Since 1982 I've written a newsletter, Running Commentary. A new issue appears here each week, and material is archived.

Wed, 9 Jul 2003 22:30:50 -0400

Camp Meetings


Dick Beardsley might have run away and hidden in shame someplace else where he wasn't so well known. Instead he stayed in Detroit Lakes, Minnesota, and faced down his troubles at home.

This was where he was arrested for forging prescriptions for pain-killing drugs six years ago. This was where almost everyone knew his story and now whispered "that's him" when he passed.

He could have been pardoned for leaving this place of infamy behind. Instead he rebuilt his life right where it had come tumbling down. He faced up to his addiction and took his punishment along with his treatment.

Dick now speaks freely and widely about the highs and lows of his life. No runner has put a greater distance between those two points, or tells of either better. He leaves northern Minnesota almost weekly to meet an audience.

This summer he reversed that course. He brought the runners to him at the first Dick Beardsley Marathon Camp.

I've gone to camps nearly all of the past 30 summers. This was my first to target a specific event.

We met, the 26 marathoners (a fitting number) and six "coaches" (as the staff was known), at the Rainbow Resort. It's co-owned by marathon runners Mike Schumann and his Chinese-born wife, Amy Xu. It sits on a lake nearly a marathon away from the nearest town.

Dick arrived in a black truck, labeled "Beardsley's Fishing Guide Service." He towed a sleek boat that would take campers onto Little Bemidji Lake in search of the wily walleye.

Rustic setting aside, this wasn't a roughing-it camp. No bugle sounded at five A.M. No one led boot-camp-style training, morning, noon and night.

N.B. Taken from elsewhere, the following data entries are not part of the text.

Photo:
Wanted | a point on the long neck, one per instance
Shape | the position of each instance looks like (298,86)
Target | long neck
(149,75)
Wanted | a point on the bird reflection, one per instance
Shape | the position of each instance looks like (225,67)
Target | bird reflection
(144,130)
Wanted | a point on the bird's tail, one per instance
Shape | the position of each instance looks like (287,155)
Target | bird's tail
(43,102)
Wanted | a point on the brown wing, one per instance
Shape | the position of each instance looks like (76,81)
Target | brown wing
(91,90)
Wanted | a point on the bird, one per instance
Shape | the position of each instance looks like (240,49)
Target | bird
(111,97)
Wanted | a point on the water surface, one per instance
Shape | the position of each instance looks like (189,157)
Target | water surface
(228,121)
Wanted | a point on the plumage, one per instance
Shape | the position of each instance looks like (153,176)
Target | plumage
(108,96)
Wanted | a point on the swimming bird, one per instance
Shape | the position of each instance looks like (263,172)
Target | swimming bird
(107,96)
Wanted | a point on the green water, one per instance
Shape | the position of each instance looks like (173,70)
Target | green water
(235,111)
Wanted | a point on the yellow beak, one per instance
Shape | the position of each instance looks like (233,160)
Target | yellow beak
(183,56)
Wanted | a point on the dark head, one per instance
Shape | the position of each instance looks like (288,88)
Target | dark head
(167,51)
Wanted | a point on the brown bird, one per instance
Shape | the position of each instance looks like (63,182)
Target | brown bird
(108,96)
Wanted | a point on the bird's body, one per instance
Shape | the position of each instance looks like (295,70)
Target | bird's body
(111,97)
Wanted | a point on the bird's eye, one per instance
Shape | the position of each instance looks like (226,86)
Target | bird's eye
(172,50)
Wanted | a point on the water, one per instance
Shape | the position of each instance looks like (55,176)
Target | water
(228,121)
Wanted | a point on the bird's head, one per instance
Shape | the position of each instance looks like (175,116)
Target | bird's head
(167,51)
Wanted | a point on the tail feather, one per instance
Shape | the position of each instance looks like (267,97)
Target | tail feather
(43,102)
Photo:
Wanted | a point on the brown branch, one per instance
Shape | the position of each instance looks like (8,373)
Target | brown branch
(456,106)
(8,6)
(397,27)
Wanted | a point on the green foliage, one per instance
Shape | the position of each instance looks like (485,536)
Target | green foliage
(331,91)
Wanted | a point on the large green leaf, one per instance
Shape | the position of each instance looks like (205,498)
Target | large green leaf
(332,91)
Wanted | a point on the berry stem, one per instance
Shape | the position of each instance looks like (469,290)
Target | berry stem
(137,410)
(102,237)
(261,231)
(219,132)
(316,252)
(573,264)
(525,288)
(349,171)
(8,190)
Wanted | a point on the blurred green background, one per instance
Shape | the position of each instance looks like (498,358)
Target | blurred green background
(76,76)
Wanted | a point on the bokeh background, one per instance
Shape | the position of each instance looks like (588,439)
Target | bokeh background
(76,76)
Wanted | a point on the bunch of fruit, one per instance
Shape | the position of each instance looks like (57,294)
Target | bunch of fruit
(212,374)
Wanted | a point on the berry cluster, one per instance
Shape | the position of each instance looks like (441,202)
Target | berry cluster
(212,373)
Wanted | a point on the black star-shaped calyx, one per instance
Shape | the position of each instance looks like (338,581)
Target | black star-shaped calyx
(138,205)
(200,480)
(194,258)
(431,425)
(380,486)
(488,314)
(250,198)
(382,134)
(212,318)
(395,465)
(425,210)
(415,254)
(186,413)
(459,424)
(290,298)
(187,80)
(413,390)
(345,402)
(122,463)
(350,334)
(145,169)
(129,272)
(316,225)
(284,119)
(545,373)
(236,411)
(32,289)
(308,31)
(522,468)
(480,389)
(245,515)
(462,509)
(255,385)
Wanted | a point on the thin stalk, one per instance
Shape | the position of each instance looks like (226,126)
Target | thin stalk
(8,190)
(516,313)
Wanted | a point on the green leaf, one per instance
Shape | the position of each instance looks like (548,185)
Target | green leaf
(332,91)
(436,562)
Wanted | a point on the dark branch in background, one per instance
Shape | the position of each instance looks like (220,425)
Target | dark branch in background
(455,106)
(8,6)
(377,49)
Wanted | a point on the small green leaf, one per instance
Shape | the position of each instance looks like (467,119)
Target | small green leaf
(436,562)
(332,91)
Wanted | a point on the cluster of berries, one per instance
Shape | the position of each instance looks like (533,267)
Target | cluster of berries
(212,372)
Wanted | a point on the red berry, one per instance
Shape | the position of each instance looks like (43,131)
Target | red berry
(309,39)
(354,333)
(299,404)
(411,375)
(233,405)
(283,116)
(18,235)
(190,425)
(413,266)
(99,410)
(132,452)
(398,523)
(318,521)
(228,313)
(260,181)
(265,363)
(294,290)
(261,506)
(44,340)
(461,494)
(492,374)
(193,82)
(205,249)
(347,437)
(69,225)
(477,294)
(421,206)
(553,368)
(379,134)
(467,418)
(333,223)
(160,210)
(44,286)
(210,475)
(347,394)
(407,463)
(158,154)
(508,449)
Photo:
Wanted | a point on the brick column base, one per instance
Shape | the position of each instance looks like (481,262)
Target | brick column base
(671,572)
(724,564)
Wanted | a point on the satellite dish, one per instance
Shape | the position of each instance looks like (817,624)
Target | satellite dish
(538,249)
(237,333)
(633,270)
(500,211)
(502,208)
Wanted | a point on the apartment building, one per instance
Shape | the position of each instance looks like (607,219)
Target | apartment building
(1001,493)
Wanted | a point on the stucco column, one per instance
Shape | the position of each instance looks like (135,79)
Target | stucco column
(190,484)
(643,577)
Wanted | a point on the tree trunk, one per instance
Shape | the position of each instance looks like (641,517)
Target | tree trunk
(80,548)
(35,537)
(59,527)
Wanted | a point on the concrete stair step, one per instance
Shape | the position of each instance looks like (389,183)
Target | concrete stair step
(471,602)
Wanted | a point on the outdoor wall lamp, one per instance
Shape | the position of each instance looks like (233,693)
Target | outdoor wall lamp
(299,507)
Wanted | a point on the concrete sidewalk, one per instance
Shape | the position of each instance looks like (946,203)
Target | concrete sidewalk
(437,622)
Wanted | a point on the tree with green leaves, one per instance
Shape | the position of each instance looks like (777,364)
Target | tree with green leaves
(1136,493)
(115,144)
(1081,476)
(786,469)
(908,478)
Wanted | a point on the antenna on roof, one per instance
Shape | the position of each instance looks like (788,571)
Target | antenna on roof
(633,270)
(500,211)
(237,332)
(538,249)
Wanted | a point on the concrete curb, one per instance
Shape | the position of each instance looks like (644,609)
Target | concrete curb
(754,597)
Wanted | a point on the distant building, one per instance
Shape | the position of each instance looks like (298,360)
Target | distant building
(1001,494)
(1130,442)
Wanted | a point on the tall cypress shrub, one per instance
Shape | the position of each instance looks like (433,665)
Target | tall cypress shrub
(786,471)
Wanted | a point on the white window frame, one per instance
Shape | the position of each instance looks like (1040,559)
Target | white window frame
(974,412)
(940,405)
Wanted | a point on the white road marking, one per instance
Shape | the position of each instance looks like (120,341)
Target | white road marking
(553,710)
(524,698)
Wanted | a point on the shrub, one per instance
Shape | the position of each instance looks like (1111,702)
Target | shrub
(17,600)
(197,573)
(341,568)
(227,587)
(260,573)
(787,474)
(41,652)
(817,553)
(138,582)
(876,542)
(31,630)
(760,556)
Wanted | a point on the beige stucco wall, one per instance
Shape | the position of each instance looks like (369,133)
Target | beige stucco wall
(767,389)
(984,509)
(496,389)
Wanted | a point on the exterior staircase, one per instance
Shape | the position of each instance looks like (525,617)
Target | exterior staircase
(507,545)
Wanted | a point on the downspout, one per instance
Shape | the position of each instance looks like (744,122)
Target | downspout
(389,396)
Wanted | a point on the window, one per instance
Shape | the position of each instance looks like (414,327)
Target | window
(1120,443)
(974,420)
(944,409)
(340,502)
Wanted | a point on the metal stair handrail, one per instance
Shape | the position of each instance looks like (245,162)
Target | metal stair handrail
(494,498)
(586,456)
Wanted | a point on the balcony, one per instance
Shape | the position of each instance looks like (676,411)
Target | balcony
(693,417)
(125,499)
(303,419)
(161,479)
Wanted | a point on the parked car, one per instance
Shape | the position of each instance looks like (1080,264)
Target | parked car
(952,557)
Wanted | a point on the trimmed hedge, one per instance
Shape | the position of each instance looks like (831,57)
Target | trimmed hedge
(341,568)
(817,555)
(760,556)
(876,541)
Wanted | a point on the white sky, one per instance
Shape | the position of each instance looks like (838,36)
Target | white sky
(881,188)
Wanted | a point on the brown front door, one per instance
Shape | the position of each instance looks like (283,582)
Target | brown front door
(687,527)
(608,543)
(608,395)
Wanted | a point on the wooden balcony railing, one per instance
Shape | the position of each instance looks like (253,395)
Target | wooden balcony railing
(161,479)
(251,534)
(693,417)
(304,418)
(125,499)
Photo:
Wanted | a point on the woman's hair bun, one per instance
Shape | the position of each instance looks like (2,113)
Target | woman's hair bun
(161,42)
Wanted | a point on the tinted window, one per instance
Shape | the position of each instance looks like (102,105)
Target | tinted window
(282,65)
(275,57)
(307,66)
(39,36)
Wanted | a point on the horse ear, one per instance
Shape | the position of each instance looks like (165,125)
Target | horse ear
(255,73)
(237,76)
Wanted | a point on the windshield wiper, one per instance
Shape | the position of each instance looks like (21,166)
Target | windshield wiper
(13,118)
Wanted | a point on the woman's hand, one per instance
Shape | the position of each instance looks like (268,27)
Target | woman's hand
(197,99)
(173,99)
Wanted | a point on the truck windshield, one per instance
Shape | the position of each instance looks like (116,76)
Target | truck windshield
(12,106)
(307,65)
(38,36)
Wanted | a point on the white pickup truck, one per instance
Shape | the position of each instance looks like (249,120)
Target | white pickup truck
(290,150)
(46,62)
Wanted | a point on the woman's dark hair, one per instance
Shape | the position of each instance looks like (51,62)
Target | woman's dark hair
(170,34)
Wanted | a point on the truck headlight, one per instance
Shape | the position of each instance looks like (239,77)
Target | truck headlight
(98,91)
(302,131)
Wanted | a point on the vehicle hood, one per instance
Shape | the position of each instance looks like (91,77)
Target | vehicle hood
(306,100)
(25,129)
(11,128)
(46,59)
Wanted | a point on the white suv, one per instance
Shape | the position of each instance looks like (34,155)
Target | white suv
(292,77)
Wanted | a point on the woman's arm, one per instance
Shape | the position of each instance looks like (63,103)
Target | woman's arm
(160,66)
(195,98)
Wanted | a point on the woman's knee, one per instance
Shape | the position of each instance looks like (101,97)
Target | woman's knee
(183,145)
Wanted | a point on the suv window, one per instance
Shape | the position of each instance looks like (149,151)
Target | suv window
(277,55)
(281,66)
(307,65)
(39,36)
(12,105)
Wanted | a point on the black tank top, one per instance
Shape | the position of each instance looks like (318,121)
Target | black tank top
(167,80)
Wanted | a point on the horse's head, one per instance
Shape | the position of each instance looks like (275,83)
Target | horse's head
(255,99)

Such camps exist for runners, but usually for kids taking crash training for cross-country season. This was an adult camp, with the hours, accommodations and activities adjusted accordingly.

There's a limit to how much an adult, even a marathoner, can train in a single week. One or two big runs will do.

Runners don't come to camp for maximum training. They come for instruction on how to train better, and for inspiration to carry out what they've learned.

The learning isn't confined to the running course or the meeting hall, and it isn't all one-way from coach to camper. We learn as much from the talks during runs as from the speeches -- as much from the meals and in the shared quarters, and even on the guided fishing trips at this camp. We learn as much from and about each other as about running techniques.

In my first night's talk I spoke as the oldtimer of running camping. "You come here mostly as strangers," I said. "I can tell you from long experience that you'll leave as friends who will keep in touch and get back together for years to come."

Jan Seeley, publisher of Marathon & Beyond magazine and the camp's organizer, made sure no one remained a stranger. She prepared a binder that profiled everyone at camp. Her matchmaking started with all the coaches greeting each camper on arrival.

Later that afternoon we all ran together. Jan assigned us to groups of three and said, "Learn five facts about your running mates so you can introduce them to the group."

My pace put me with Sara Latta -- a writer specializing in medical topics, lives in Champaign, has twin daughters, both ran the recent Indianapolis Half-Marathon with mom, Sara ran the Oklahoma City Marathon this spring. That's five facts.

My other partner was Robert Ruda. "Call me Rob," lives and works in Chicago, leads a marathon training group there, ran the Paris and London (or was it London then Paris?) Marathons on back-to-back weeks this spring, wants to beat his best friend's PR and is closing in.

Director Jan later gave each coach four or five runners to advise in their marathon training. I drew all women, and Jan put each "team" in the same car for an outing to Lake Itasca, where the Mississippi River begins. The idea was to get acquainted with these runners at camp, then to advise them as needed until their next marathon.

My aim at all camps is to talk at least once to everyone there. I do this mainly by sitting with someone different at every meal. Staying longer at this camp than at any other meant more meals and that many more chances to talk.

How often do we get to speak "running" all day for six days in a row? Even with this as my job, I seldom talk to runners for more than an hour at a time anywhere else.

This total immersion in the sport would be overwhelming as a steady diet, but it's wonderful for a few days. It's the best reason to go to a running camp -- to talk with the people who speak our language the best.